Bug 1193838 - Make it possible to gather profiles from processes that have exited
It looks like the tps profiles aren't being gathered because the
content process exits before we send a message down to gather the
profiles.
General idea:
- Tie lifetime of ProfileGatherer in the parent to the window of time in which we're profiling.
- If a ContentParent starts up while we're already profiling, grab a reference to the ProfileGatherer
- If a ContentParent notices that we've stopped profiling, have it drop the reference to ProfileGatherer.
- If a ContentParent notices that we've started profiling, have it grab a reference to the ProfileGatherer.
- If a ContentChild is shutting down and we're profiling, blast up a profile to the parent, and have ContentParent notify the ProfileGatherer.
- Extend ProfileGatherer so that it can accept an array of ended-process profiles. Have a 5 profile cap on this.
-
When the actual gathering starts, have ProfileGatherer dump out the
ended-process profiles as well as the ones for already-existing
profiles, and then drop the ended-process profiles.
- Alternatively, smartly drop any profiles that are outside of our sampling window.
-
Make ProfileGatherer be alive during the profiling window
Currently, ProfileGatherer is held onto by GeckoSampler. There's no direct access to GeckoSampler.
Have GeckoSampler instantiate and hold a ref-counted reference to a ProfileGatherer on construction.
Expose ProfileGatherer as an nsISupports on nsIProfiler
Make new ContentParents and PluginModuleParents get a reference to the ProfileGatherer on instantiation.
GAHHHH - I feel like I've got drywall spackle all over the place. This
feels sloppy once placed on top of the "start profiling if the parent is
profiling" stuff, because I've got all of these gatherers getting
assigned in a shit tonne of places.
Okay, focus FOCUS - how should this work?
The profiler is either off, or on. There is no third state. A process
comes in and out of existence. The first can occur at any time. I need
to make sure that a ContentParent / ContentChild pair are ready and able
to profile (and the parent ready to gather) any time the parent is told
to profile, and a content process is around (or comes around).
So how should it work?
How many states are there? I think there are 16:
Profiler is off, content process does not exist
No problem, run like normal.
Profiler is turned on, content process does not exist
Profiler goes into active state. That is all.
Profiler is on, content process does not exist
Profiler is in active state. That is all.
Profiler is turned off, content process does not exist
Profiler is put into inactive state, that is all.

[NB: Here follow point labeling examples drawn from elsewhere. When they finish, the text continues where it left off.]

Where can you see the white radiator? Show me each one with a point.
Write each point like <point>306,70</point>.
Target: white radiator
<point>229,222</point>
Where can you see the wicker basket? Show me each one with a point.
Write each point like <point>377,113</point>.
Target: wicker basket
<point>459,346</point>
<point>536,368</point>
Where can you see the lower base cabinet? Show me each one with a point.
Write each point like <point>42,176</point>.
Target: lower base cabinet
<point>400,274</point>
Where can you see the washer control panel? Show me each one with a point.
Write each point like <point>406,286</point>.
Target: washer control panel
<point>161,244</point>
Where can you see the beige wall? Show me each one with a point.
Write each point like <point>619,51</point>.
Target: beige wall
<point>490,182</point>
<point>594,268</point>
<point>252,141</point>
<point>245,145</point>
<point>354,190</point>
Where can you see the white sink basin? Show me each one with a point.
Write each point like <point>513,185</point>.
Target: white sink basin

Profiler is off, content process starting up
Content process starts up normally.
Profiler is turned on, content process starting up
I think what should happen is that the ContentParent should init,
realize we're profiling, and inform the child to start profiling with
the right settings. This is not what we're currently doing in my patch
set, so I've got some re-work there.
At this point, the ContentParent should also get and hold a reference to a ProfileGatherer.

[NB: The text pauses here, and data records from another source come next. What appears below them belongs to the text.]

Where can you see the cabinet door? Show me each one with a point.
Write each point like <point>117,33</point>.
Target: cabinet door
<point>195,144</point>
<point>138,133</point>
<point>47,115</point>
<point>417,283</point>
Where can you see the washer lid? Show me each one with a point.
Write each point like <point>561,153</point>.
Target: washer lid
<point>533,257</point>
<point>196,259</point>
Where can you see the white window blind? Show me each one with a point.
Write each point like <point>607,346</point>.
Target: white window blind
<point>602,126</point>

Profiler is turned off, content process starting up
If we ever had a reference to the ProfileGatherer, we should drop it.

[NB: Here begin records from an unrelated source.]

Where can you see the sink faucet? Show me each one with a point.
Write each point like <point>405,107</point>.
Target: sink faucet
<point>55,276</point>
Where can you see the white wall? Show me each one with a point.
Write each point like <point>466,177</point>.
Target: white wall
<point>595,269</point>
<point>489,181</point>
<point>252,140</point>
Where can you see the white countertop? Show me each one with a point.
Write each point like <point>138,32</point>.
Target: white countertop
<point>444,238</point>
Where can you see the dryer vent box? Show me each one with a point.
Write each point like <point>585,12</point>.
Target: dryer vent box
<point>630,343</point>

We tell the content process to stop profiling, regardless of whether or
not we'd originally told it to profile.
Profiler is off, content process starting up
Content process starts normally.
Profiler is off, content process is running
Content process running normally.
Profiler is turned on, content process is running
Content process is informed to start profiling.
Profiler is on, content process is running
Content process is running, should be profiling.
Profiler is turned off, content process is running
Content process should be profiling. Parent tells child to stop. Gatherer is dropped in ContentParent.
Profiler is off, content process is shutting down
Content process should shut down normally.
Profiler is turned on, content process is shutting down
ContentParent might get a reference to ProfileGatherer, but once the
ContentParent actor goes away, we'll, we're done here. It's possible
that the ContentChild will send up a profile before the parent
completely disappears.
Profiler is on, content process is shutting down
ContentChild sends up a profile to the parent which gets put onto the ProfileGatherer.
Profiler is turned off, content process is shutting down
ProfileGatherer is dropped by ContentParent. Any profiles received from the child are ignored.
Ok, so course correction:
Modify my fix for 1103094 so that instead of sending things with the
XPCOM Attributes message, we have the ContentParent notice during Init
that we're profiling, and send an async message down.
Rebase this patch on top of fix for 1103094, and set a member variable
to point to the ProfileGatherer. Same goes for PluginModuleParent.
Abstract the method for sending the async message and setting the
member for ProfileGatherer. Hit it not only when profiler-started is
seen, but also on ContentParent::Init if we notice we're profiling.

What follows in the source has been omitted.